Some M&A bankers in London say they are working closely with British companies that feel vulnerable to hostile bids from cash-rich foreign buyers, in sectors including aerospace, housebuilding and retail.
Others say they are trying to win advisory mandates at firms viewed as potential takeover targets.
After the vote British companies have become 10 to 15 percent cheaper for overseas buyers due to the devaluation of the pound, which was trading at US$1.31 on Friday against US$1.50 the day before the referendum.
“When you have a material currency discontinuity it makes sense to dust off previous M&A analyses and crunch the numbers again,” said Paulo Pereira, a partner at boutique advisory firm Perella Weinberg Partners.

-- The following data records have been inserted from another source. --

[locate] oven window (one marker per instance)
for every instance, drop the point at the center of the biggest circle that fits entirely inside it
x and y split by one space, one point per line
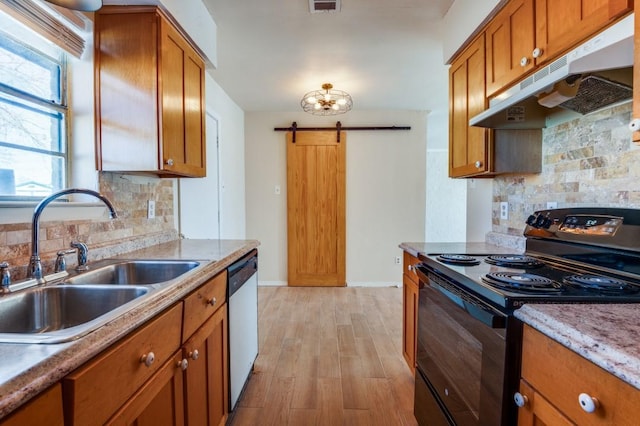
462 358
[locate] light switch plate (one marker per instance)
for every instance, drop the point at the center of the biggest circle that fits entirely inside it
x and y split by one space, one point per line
504 210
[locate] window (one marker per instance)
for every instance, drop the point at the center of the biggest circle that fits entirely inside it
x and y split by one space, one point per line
33 121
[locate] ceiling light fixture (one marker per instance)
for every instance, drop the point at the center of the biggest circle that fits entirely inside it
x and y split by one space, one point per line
327 101
82 5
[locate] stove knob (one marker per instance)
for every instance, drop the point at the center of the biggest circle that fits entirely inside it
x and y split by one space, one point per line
540 221
587 402
520 399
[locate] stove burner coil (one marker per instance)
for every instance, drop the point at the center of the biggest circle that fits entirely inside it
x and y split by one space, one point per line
514 261
521 282
597 283
458 259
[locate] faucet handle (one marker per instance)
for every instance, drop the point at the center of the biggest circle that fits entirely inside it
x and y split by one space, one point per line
61 263
83 251
6 277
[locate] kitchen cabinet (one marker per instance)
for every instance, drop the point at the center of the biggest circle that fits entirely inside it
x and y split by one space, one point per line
149 89
558 386
469 147
46 408
160 401
510 40
410 290
96 391
528 33
206 379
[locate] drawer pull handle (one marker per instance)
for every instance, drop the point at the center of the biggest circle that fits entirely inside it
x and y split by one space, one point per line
148 359
520 399
588 403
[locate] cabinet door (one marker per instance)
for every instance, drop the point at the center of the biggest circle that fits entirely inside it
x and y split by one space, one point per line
537 411
183 137
206 378
45 409
560 25
409 321
510 39
469 147
159 402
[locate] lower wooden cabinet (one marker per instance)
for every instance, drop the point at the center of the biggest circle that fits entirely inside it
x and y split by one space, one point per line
159 402
410 288
206 379
558 386
45 409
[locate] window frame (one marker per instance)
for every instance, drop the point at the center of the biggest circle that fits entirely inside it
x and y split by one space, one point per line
57 109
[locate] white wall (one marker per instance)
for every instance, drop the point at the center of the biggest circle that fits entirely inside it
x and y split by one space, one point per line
232 162
385 190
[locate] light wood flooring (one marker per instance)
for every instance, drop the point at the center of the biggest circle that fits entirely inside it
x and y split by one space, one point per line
328 356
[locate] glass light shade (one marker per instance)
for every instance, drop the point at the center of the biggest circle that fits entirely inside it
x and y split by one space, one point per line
82 5
326 101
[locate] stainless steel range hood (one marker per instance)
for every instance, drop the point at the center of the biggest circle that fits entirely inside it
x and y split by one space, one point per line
592 76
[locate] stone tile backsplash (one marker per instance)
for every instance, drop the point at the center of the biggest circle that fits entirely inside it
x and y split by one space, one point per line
588 161
130 231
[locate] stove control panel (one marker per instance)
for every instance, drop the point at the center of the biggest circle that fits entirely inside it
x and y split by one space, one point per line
590 224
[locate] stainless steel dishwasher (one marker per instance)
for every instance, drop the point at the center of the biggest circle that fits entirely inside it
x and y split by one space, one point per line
243 322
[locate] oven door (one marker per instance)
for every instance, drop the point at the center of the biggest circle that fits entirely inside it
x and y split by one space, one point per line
460 357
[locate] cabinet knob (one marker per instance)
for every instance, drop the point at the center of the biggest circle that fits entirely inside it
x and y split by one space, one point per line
148 359
588 403
520 399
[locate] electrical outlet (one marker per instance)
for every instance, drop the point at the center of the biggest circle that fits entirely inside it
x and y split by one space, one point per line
151 209
504 210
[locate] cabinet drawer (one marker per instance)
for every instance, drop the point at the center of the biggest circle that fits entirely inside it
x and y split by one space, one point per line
202 303
95 391
409 262
561 375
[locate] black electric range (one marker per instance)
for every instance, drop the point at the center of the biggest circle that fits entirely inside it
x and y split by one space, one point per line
579 255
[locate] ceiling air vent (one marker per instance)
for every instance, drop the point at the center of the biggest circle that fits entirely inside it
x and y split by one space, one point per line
316 6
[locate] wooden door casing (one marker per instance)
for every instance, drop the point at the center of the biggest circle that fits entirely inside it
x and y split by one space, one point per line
316 212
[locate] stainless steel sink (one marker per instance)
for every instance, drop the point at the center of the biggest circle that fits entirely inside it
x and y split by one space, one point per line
61 313
134 272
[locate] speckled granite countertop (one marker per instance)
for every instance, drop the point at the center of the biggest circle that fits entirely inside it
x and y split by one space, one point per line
458 248
607 335
28 369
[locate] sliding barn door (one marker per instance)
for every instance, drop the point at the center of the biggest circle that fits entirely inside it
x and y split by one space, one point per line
316 208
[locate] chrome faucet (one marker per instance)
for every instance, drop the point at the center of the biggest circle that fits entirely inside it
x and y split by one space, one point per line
35 265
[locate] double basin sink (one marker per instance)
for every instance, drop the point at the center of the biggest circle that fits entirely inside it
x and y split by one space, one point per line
75 306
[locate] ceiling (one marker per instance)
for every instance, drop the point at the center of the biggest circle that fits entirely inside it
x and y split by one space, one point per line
382 52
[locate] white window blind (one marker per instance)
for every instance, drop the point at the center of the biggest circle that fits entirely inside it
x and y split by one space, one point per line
49 24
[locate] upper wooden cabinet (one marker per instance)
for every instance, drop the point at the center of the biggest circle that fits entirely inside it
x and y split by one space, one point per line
150 114
528 33
469 147
510 39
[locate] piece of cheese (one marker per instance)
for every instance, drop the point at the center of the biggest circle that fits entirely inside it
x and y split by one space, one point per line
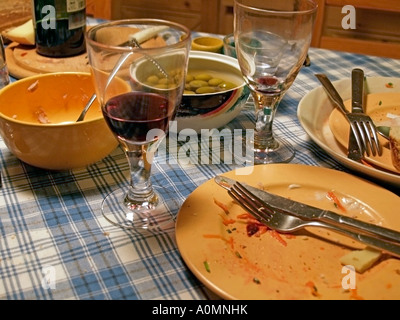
361 260
23 34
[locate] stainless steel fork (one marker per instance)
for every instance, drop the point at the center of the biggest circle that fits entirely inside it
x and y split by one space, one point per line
363 127
286 223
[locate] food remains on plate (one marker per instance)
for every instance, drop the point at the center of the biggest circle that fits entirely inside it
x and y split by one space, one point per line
361 260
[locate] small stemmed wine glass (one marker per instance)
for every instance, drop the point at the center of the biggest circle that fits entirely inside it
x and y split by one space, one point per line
138 104
272 40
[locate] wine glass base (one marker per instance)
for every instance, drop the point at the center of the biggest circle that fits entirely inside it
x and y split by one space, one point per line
283 152
117 213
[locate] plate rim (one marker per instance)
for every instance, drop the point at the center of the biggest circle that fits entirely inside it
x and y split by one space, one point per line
197 272
383 176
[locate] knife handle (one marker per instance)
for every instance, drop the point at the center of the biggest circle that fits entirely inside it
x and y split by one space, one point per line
361 226
332 93
377 243
357 83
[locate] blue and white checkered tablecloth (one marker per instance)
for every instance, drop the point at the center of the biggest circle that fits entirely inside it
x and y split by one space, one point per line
55 243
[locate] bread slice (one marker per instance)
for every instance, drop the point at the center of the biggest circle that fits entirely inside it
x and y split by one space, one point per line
394 140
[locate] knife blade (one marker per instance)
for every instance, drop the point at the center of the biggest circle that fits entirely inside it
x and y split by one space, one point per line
357 102
336 99
312 213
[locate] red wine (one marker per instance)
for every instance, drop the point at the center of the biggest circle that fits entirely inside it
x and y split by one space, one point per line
60 27
131 115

The sectors with the highest concentration of foreign takeovers in the past four weeks were technology, consumer, industrials and media, with an overall 37 sales valued at US$33 billion.
Industry sources said some had roots in discussions that began well ahead of last month’s referendum.
“If we have learned one thing from the global financial crisis it’s that standing still means moving backwards,” said Steve Krouskos, global vice chair for Transaction Advisory Services at EY, adding that companies need to carry on doing deals to boost their organic growth, build a global presence and stay ahead of the technology curve.
Hernan Cristerna, co-head of global M&A at JPMorgan Chase & Co, said that “boards still have strategic needs and ambitions and need to remain open to external sources of growth.”
However, pricing aside, dealmaking is to be still tough for overseas buyers who must evaluate the uncertainty surrounding Britain’s future relationship with the EU, and the prospects of a messy divorce that might take several years to conclude.
Additionally, any sizable takeover could face tighter government scrutiny, after British Prime Minister Theresa May pledged to oppose foreign companies trying to buy British champions deemed “strategically important,” citing the sale of chocolatier Cadbury PLC in 2010 and Pfizer Inc’s attempted takeover of AstraZeneca PLC in 2014.
However, Softbank's friendly takeover of ARM, which won the blessing of the government in less than 24 hours, established a useful blueprint for dealmaking following the Brexit vote, banking sources said.
The Japanese company made legally-binding commitments to double ARM's UK headcount in the next five years and preserve its Cambridge headquarters.
"There is so much 'political football' going on that if you want to pull off a significant transaction in a sensitive sector it is wise to start planning some concessions beforehand to ease government approval," Pereira said.